Department of Medicine, Western Precinct, University of Melbourne, St Albans, Victoria, Australia.
J Clin Endocrinol Metab. 2019 Aug 1;104(8):3077-3087. doi: 10.1210/jc.2019-00139.
Diabetic ketoacidosis (DKA) has been associated with the use of sodium glucose cotransporter 2 inhibitors (SGLT2is).
To determine the incidence, characteristics, and outcomes of DKA in SGLT2i users vs nonusers with type 2 diabetes.
Retrospective, multicenter, controlled cohort study.
All public hospitals in Melbourne and Geelong (combined population of 5 million), Australia, from 1 September 2015 to 31 October 2017.
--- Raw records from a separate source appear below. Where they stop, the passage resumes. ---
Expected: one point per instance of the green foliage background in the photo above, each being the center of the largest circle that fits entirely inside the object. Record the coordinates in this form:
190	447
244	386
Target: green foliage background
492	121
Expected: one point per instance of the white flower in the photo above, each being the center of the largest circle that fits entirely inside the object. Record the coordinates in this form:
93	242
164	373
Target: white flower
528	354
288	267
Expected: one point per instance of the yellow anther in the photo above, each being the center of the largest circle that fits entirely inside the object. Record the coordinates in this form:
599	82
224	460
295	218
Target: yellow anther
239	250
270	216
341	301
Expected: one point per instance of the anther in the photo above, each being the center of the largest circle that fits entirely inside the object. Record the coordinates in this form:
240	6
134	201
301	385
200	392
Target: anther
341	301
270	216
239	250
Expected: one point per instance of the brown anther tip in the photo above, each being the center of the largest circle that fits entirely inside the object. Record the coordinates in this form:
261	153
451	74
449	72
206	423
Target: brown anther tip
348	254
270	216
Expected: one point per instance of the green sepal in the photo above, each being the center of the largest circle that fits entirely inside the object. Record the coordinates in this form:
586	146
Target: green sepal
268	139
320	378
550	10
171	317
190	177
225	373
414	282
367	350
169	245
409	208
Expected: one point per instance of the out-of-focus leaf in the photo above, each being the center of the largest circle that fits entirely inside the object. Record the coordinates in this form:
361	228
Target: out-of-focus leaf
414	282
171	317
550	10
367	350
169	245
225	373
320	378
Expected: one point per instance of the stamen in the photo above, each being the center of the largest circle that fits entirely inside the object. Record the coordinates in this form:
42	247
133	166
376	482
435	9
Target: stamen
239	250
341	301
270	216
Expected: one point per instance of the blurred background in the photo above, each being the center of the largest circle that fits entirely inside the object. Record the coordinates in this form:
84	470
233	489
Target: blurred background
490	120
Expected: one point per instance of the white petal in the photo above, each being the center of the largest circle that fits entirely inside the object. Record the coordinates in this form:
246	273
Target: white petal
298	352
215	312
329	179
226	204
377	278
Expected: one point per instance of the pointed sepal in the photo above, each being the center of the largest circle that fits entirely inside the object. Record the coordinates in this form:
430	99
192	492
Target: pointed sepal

Consecutive cases of DKA that developed in the community, or during the course of hospital admission, in patients with type 2 diabetes.
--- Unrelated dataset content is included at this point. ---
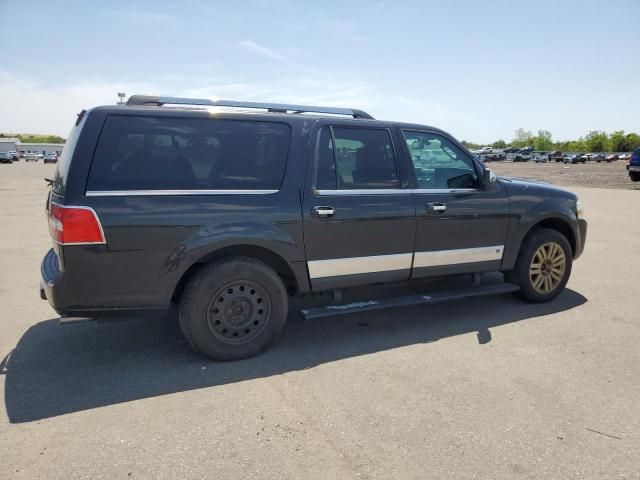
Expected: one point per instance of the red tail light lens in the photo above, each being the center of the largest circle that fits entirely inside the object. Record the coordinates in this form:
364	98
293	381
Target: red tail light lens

In SGLT2i users vs nonusers: (i) OR of DKA developing during hospital admission, and (ii) incidence of DKA.
There were 162 cases of DKA (37 SGLT2i users and 125 non-SGLT2i users) with a physician-adjudicated diagnosis of type 2 diabetes. Of these, DKA developed during the course of inpatient admission in 14 (38%) SGLT2i users vs 2 (2%) non-SGLT2i users (OR, 37.4; 95% CI, 8.0 to 175.9; P < 0.0001). The incidence of DKA was 1.02 per 1000 (95% CI, 0.74 to 1.41 per 1000) in SGLT2i users vs 0.69 per 1000 (95% CI, 0.58 to 0.82 per 1000) in non-SGLT2i users (OR, 1.48; 95% CI, 1.02 to 2.15; P = 0.037). Fifteen SGLT2i users (41%) had peak blood glucose <250 mg/dL (14 mmol/L) compared with one (0.8%) non-SGLT2i user (P < 0.001).
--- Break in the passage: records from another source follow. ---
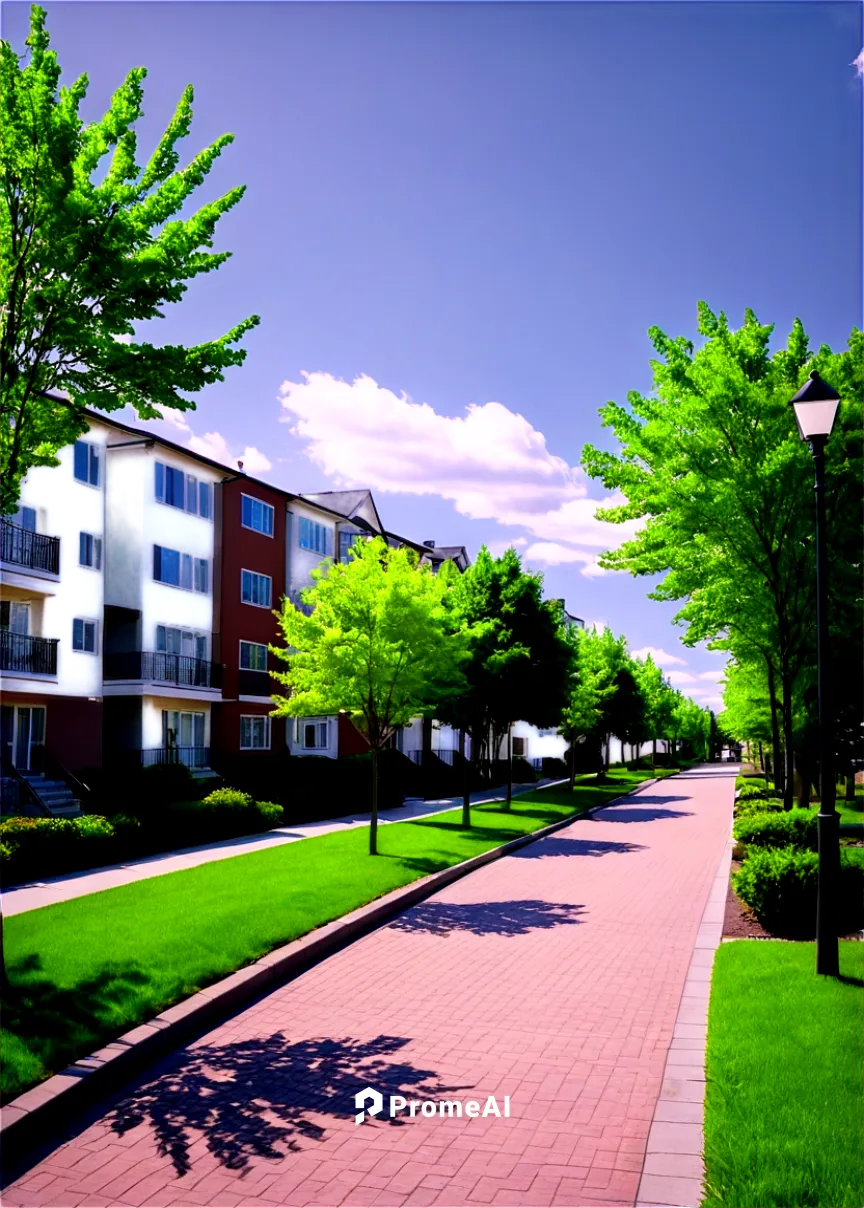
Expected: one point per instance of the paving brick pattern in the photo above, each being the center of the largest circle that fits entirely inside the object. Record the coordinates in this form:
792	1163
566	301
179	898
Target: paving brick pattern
552	976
SGLT2i users were more likely to develop DKA as an inpatient compared with non-SGLT2i users. SGLT2i use was associated with a small but significant increased risk of DKA.
糖尿病酮症酸中毒(DKA)与钠-葡萄糖共转运蛋白 2 抑制剂(SGLT2is)的使用有关。
确定 SGLT2i 使用者与 2 型糖尿病非使用者中 DKA 的发生率、特征和结局。
回顾性、多中心、对照队列研究。
澳大利亚墨尔本和吉隆(人口合计 500 万)所有公立医院,2015 年 9 月 1 日至 2017 年 10 月 31 日。
在社区或住院期间发生的 2 型糖尿病患者的 DKA 连续病例。
在 SGLT2i 使用者与非使用者中:(i)DKA 在住院期间发展的比值比,以及(ii)DKA 的发生率。
有 162 例 DKA(37 例 SGLT2i 使用者和 125 例非 SGLT2i 使用者)经医生判断为 2 型糖尿病。其中,14 例(38%)SGLT2i 使用者在住院期间发生 DKA,2 例(2%)非 SGLT2i 使用者(比值比,37.4;95%置信区间,8.0 至 175.9;P<0.0001)。SGLT2i 使用者的 DKA 发生率为每 1000 人 1.02 例(95%置信区间,每 1000 人 0.74 至 1.41 例),而非 SGLT2i 使用者为每 1000 人 0.69 例(95%置信区间,每 1000 人 0.58 至 0.82 例)(比值比,1.48;95%置信区间,1.02 至 2.15;P=0.037)。与 1 例(0.8%)非 SGLT2i 使用者相比,15 例(41%)SGLT2i 使用者的血糖峰值<250mg/dL(14mmol/L)(P<0.001)。
与非 SGLT2i 使用者相比,SGLT2i 使用者更有可能在住院期间发生 DKA。SGLT2i 的使用与 DKA 的风险略有但显著增加相关。